ГЛАВА 26

На устах мёд, а в душе — яд.

(воларская народная поговорка)


Плутая по бесчисленным коридорам с тускло горящим факелом в руке, шагал долговязый стражник, следом ступала я. За мной, приложив надушенный платок к носу, шествовал Гдышек.

Отворив скрипучую дверь, сонный охранник протянул мне факел. Я не взяла его и шагнула в полумрак камеры. Тяжёлая дверь сразу же захлопнулась. Замерев на мгновение, и не услышав поворота ключа, я с облегчением вздохнула.

На каменном полу сидела, склонив голову, девушка. Стоило мне приблизиться, как пленница испуганно вжалась в стену, затаив дыхание.

— Не бойся, я здесь, чтобы помочь тебе, — я старалась говорить как можно мягче.

Она не двигалась, уставившись на меня зелёными горящими глазами, как испуганный зверёк

— Всё хорошо, со мной тоже было такое, -

опустившись рядом, я обнажила шею и показала метку.

Девушка закрыла руками лицо и всхлипнула.

— Не плачь.
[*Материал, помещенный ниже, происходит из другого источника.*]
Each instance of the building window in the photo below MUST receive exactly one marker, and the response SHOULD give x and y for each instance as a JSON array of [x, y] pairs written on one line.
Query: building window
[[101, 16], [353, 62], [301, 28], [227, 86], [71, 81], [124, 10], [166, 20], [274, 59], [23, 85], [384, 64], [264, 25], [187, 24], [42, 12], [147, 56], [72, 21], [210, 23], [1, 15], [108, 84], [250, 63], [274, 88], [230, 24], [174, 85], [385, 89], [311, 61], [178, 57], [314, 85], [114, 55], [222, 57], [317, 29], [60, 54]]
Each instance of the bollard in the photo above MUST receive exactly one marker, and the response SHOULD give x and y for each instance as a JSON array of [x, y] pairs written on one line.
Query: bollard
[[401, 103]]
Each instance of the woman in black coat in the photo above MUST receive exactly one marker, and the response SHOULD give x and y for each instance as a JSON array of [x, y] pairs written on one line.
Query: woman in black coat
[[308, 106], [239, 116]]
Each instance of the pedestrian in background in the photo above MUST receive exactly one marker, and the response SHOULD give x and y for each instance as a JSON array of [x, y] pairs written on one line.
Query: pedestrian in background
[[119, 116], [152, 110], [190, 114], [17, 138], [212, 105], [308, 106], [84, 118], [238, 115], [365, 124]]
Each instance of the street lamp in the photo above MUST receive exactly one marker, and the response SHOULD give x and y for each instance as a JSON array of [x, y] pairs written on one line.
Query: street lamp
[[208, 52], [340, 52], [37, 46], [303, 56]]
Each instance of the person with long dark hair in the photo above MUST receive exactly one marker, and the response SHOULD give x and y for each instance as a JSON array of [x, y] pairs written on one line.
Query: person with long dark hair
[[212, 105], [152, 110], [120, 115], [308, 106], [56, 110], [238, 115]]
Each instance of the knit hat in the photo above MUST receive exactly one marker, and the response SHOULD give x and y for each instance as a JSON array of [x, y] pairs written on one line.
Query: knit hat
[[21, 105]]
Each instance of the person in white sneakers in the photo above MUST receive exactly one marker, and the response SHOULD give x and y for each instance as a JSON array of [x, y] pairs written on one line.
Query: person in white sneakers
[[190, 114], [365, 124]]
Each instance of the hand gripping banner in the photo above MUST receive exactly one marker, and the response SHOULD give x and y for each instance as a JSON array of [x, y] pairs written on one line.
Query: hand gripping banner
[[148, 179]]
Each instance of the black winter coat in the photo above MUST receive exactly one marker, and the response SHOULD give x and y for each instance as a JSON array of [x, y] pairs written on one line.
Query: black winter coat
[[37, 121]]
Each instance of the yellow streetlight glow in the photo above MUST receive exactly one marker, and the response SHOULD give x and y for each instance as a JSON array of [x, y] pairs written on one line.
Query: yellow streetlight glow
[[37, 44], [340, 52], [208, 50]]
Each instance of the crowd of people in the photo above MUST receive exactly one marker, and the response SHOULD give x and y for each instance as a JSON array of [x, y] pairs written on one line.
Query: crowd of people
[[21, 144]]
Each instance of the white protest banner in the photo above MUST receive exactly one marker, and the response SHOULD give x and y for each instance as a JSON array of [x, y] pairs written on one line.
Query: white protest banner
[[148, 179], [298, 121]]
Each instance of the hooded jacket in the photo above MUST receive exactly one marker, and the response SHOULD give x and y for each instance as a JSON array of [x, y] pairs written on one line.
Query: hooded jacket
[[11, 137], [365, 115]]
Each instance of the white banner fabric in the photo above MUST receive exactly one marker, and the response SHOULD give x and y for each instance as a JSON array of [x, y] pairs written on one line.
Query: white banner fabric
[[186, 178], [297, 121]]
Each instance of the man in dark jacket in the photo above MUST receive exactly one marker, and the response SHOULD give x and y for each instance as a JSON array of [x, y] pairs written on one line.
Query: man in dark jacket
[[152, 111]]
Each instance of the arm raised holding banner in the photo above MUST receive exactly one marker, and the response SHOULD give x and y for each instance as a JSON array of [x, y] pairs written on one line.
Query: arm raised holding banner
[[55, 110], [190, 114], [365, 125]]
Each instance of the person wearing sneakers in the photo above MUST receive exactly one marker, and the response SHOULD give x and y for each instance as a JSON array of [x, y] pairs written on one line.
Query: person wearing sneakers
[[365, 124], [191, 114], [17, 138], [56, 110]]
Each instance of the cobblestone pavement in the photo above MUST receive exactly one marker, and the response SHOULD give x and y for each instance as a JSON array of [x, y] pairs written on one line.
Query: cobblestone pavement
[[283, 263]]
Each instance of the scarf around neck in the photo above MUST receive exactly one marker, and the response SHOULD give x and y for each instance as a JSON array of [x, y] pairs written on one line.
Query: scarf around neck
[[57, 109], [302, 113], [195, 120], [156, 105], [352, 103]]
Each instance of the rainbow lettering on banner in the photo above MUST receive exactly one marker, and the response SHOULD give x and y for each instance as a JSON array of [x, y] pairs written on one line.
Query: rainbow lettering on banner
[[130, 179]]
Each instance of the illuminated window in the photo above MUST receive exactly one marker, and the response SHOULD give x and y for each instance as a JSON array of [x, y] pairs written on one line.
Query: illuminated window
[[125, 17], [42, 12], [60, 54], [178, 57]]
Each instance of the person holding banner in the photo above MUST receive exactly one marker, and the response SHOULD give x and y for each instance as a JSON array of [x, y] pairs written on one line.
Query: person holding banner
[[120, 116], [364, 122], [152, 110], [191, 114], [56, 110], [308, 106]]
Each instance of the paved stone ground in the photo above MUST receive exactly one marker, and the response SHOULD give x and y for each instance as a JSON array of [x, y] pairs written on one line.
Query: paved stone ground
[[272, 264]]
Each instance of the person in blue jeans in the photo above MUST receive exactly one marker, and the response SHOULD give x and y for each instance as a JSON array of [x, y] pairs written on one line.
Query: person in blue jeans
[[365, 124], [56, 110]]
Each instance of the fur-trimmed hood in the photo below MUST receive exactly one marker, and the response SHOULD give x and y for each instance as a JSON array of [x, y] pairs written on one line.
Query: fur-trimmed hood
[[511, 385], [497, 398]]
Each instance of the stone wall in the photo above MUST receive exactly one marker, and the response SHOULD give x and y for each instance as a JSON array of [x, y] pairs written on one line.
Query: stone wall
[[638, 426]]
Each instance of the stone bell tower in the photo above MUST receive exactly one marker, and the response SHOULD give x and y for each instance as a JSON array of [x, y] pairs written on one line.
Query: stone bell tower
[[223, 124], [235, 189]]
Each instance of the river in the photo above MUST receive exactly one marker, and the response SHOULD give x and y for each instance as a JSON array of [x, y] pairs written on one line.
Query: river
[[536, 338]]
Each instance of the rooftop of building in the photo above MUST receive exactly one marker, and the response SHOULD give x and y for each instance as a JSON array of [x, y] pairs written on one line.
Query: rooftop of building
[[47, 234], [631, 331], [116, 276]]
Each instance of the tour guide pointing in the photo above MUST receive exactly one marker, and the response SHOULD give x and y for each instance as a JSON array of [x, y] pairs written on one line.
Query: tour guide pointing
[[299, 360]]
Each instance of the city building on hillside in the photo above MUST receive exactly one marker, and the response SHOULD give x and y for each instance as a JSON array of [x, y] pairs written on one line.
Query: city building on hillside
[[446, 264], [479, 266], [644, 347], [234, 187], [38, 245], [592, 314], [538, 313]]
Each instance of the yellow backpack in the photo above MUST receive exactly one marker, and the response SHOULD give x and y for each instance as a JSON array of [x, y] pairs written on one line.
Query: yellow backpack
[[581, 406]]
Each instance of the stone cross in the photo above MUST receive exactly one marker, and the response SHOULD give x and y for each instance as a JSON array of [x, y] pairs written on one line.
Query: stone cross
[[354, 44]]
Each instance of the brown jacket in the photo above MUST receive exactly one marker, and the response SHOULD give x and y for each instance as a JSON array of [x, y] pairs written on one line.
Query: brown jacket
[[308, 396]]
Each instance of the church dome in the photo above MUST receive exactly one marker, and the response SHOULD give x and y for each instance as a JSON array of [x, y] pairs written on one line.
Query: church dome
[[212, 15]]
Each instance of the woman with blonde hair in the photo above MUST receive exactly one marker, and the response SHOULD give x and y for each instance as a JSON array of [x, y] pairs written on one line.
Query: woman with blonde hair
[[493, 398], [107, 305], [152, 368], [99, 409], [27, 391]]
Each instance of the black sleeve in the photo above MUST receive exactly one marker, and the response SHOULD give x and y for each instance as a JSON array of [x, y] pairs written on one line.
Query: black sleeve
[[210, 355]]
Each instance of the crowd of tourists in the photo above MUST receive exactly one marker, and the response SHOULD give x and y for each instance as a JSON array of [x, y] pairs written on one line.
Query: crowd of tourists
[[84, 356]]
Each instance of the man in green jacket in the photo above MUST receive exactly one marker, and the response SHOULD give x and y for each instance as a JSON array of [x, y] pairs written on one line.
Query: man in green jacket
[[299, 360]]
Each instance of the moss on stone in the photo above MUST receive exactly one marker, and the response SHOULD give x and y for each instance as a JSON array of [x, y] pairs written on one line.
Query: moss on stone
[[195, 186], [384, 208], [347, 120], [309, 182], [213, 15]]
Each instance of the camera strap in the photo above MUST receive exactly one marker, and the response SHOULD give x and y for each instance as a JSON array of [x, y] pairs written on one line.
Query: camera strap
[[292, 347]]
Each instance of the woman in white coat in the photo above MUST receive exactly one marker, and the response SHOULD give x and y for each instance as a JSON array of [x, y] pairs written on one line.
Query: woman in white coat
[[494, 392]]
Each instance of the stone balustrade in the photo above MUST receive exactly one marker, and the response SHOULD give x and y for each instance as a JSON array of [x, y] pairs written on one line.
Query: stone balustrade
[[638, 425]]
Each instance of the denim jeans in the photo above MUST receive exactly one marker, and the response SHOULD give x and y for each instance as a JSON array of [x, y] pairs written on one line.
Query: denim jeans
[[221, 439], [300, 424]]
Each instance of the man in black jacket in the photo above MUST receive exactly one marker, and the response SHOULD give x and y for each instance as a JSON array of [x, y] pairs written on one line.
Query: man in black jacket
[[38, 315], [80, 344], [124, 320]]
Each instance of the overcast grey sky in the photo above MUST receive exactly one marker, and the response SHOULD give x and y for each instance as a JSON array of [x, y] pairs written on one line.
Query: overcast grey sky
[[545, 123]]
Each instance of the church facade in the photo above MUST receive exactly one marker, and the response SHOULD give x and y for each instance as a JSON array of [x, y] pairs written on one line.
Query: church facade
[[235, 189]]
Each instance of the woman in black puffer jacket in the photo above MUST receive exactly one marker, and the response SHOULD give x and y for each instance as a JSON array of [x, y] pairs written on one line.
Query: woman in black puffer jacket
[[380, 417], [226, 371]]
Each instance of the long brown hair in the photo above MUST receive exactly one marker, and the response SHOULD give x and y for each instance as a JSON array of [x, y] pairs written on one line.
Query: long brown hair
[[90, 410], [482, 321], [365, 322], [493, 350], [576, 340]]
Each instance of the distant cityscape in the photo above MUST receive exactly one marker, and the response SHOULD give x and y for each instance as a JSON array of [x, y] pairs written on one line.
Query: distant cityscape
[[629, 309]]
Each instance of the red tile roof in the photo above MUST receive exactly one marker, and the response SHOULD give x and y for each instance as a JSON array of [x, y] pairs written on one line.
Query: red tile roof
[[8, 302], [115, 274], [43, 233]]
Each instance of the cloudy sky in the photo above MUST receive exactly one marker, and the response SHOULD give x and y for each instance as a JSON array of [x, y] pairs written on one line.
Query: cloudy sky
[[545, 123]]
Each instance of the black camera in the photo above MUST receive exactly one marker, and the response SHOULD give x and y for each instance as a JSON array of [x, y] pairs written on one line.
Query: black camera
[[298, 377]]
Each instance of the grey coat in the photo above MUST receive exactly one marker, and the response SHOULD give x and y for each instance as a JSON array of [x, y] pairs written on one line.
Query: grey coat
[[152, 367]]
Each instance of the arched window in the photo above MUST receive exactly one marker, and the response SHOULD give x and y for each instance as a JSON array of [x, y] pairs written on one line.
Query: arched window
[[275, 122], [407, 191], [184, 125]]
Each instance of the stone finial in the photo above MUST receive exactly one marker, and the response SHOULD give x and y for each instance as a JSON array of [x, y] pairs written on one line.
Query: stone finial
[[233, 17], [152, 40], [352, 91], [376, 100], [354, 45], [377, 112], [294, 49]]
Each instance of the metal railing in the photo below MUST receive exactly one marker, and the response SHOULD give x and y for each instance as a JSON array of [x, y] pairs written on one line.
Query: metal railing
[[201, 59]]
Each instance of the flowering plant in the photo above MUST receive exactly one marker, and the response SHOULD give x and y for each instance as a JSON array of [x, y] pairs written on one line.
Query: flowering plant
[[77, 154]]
Ты совсем ничего не помнишь?

— Ничего, — услышала я надтреснутый охрипший голос. — Я не хочу умирать! Всё это так глупо! Если бы я знала, помнила хоть что-то!

— Я не знаю как, но обещаю вытащить тебя отсюда, — девушка почему-то казалась знакомой мне.

— Хорошо, я верю тебе, я буду ждать.


Виконт, любезно сопроводив меня до маяка, забрал лошадь и помахал на прощанье ручкой. Повернувшись к дому, я заметила стоящую у окошка Эйву, протирающую краем рушника посуду и наблюдающую за мной.

— Вечер добрый твоему дому! — перешагнула я порог. — Уже на маяк собралась?

Эйва отнюдь не находилась в добром расположении духа. Сначала я получила нагоняй за то, что исчезла, не объяснив, куда, зачем и насколько, вследствие чего Эйва прикончила все имеющиеся в доме сердечные капли. Затем следовал выговор за неподобающе короткие волосы.

— И потом, — продолжала она, уткнув руки в боки, как делала это моя рассерженная мать, — еще недели не прошло, как ты оплакивала свою потерю, а теперь ищешь утешения в объятиях другого?

— Эйва… Ты не права… И вообще, ты обидела меня. Нельзя обвинять человека, не разобравшись, что к чему. Иди, ставь кипятиться воду. За чашкой успокоительного чая с мелиссой я тебе всё поведаю.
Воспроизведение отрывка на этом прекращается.